If I kissed you, would you kiss me back?

Our second kiss was the memorable one.
With you, our second everything was always the better version.
A bit more secure, more resolute, more intimate.
It wasn’t the revision that comes between drafts, 
but more like the second pancake,
a softness and crispness from a properly warmed pan.

Your silence at the end left me without a proper story to tell myself, 
and years later I think about pancakes a lot,
about our breakfasts after nights of laughter,
our coffees and cannabis, and our first pancake arguments.
I visit the room permanently reserved for you in my mind castle
and find disjointed memories and mismatched versions that ache with misunderstanding.

I’ve lost time excavating the truth from the grave of our relationship,
wondering if I missed the unsaid along the way or buried it in the soil of my delusion.
Though I think that miscoded indifference might be the simplest answer, 
which doesn’t feel as cruel and monstrous as the alternate endings.
I’ve come to the conclusion that our story was never about pancakes,
never an issue of waiting for a pan to warm or getting the recipe right.

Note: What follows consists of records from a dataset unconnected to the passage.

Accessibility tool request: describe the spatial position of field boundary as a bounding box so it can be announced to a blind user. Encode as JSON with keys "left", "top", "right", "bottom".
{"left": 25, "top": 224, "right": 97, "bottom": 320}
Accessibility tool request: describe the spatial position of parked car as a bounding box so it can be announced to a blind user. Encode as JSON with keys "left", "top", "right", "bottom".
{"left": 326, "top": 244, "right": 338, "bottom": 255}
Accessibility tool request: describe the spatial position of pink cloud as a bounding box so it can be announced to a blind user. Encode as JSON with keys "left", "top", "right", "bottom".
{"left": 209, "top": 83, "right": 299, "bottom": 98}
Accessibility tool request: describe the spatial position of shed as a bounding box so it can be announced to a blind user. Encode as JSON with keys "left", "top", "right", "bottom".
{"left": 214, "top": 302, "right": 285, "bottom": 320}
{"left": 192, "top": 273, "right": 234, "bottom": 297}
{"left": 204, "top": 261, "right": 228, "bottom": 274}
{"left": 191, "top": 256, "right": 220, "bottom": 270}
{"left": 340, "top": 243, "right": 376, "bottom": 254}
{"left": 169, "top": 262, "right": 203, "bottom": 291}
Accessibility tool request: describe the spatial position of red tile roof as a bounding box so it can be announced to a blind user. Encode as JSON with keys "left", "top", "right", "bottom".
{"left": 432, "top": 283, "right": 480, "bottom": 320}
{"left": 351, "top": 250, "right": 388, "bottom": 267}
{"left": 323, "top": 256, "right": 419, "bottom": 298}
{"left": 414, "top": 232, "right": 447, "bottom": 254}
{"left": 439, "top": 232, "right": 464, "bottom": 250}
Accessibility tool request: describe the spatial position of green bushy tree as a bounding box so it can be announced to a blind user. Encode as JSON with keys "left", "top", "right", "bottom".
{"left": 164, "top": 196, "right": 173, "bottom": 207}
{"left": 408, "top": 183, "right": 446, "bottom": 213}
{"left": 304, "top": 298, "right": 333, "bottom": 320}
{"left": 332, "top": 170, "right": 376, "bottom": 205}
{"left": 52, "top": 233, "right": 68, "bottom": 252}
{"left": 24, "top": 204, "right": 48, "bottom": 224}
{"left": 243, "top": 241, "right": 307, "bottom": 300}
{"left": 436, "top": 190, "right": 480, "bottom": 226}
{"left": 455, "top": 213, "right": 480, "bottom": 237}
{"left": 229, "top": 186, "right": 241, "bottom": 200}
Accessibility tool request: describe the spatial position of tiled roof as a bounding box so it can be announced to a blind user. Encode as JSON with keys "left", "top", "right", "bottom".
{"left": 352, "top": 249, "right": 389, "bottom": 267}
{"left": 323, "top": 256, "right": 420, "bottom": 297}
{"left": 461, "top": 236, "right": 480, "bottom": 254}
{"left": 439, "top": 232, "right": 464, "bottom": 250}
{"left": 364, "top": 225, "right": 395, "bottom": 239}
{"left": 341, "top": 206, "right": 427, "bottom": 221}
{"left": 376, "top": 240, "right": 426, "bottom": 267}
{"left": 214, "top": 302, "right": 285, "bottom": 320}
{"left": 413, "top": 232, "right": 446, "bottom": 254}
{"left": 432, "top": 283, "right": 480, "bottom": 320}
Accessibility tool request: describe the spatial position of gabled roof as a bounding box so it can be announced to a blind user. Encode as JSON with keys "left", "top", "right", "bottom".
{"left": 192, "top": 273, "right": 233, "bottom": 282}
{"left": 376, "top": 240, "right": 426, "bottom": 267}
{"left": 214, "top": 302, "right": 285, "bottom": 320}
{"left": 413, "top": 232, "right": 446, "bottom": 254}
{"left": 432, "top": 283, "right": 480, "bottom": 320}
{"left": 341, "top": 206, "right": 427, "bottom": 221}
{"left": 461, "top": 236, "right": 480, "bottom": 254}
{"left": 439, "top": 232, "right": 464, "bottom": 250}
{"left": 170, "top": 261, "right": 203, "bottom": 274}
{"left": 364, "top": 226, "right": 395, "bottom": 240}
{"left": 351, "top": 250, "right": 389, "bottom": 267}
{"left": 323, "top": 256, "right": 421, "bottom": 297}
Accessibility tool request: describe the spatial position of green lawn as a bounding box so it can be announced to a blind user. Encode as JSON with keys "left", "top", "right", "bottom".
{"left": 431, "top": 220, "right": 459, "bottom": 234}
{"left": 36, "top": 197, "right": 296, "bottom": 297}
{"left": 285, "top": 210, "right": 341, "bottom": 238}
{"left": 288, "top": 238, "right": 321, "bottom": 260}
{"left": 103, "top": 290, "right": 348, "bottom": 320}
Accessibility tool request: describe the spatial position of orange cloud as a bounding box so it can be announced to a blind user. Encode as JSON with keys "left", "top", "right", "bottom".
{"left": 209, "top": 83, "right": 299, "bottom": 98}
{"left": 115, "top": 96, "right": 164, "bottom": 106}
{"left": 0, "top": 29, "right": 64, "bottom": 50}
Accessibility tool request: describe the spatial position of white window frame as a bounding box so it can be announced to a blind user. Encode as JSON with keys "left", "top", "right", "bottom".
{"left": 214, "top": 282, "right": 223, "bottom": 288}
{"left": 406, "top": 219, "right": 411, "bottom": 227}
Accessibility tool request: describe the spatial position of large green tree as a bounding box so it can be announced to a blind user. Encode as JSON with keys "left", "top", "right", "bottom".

I was merely your cilantro.

The earthy goodness that lights me up was perhaps merely unpalatable to you.
Making sense of the Jekyll and aldehydes of it all,
I understand now that I was flooding with the romance of your consent,
experiencing the best flavors of life as your lips met mine
and felt your body heat and heartbeat trick mine into feeling acceptance,
and you were kissing a mouthful of soap.

If I kissed you, would you kiss me back?
The answer should have been, “No,” but how could either of us had known that at the time?